Since each item in bucket number 4 was taking up 1KB of space, and it was allocated space to hold around 5000 items, that worked out to a total of 5MB of storage. The implication here is that, when talking about similarly sized items, they might be competing for a much smaller amount of space than you thought.

Still, while 5MB was a lot smaller than we originally thought, that's still plenty of space. If we look at our homepage, we are only trying to cache 50 cards, but we should have enough space to hold 5000. Once again, the math still doesn’t add up, so this wasn't the end of our story.

Image to visualize size

However, when we looked more closely at the STATS command, we saw that the eviction count was indeed very high on this bucket: we had evicted almost 2 million items from this bucket alone!

This supported our observation that our cache was overflowing, and spilling things out as fast as we were putting things in.

At this point in our investigation, the only explanation we could come up with was that there must have been something other than our cards in this bucket that was taking up all the space, which was somehow not getting evicted.

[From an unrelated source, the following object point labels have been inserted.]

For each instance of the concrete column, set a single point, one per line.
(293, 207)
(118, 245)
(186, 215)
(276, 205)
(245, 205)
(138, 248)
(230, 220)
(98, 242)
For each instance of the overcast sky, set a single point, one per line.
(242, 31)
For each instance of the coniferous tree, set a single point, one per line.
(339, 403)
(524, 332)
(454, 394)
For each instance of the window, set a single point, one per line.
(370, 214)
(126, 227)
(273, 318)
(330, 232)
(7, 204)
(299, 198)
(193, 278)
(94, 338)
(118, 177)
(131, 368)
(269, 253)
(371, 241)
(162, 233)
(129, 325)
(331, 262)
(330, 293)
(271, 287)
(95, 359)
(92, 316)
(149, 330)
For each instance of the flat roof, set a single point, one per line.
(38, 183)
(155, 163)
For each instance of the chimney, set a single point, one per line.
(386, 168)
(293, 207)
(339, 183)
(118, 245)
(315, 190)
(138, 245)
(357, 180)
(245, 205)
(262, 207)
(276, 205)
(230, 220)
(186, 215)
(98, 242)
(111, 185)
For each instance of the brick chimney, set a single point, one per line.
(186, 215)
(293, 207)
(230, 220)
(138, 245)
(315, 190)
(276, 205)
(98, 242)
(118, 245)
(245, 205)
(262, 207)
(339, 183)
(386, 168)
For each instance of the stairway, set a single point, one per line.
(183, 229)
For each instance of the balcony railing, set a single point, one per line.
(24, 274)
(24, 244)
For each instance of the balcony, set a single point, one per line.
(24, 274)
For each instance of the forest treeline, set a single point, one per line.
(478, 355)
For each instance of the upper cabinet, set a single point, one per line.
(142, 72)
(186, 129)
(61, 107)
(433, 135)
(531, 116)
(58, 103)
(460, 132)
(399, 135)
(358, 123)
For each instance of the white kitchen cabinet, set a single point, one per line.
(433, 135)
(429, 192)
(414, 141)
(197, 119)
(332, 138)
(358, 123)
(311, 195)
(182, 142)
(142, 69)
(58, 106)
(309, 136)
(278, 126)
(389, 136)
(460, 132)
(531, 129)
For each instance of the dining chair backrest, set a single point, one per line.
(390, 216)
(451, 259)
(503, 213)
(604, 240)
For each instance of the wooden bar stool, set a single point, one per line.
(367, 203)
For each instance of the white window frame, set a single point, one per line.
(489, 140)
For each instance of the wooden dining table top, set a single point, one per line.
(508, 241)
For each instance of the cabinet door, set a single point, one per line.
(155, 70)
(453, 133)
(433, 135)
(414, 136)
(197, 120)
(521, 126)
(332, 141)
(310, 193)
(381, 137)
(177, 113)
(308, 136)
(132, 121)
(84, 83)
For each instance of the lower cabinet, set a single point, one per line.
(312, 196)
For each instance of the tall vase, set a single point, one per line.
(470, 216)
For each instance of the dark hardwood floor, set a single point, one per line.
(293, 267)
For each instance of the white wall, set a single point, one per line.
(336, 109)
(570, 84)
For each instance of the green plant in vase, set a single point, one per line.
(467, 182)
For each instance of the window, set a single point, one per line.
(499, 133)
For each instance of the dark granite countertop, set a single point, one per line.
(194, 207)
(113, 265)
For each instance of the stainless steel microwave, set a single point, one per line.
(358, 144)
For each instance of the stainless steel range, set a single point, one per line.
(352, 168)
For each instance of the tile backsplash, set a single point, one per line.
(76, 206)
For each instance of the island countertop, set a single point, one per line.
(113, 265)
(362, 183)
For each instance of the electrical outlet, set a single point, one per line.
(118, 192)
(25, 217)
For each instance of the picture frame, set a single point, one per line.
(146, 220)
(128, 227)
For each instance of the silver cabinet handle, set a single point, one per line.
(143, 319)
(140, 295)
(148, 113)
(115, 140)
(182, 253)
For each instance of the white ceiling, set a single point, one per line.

Ideally, we would have just opened up this bucket and seen what was taking up all the space. Unfortunately, the SaaS provider did not offer that ability.

Based on our research, we made an educated guess. Memcached has a feature that automatically expires cache entries, also known as "TTL", or "Time-To-Live". Our theory was that, when mixing TTL data and non-TTL data in the same bucket, this cache store would always choose to evict non-TTL data first before any TTL data was even considered for eviction.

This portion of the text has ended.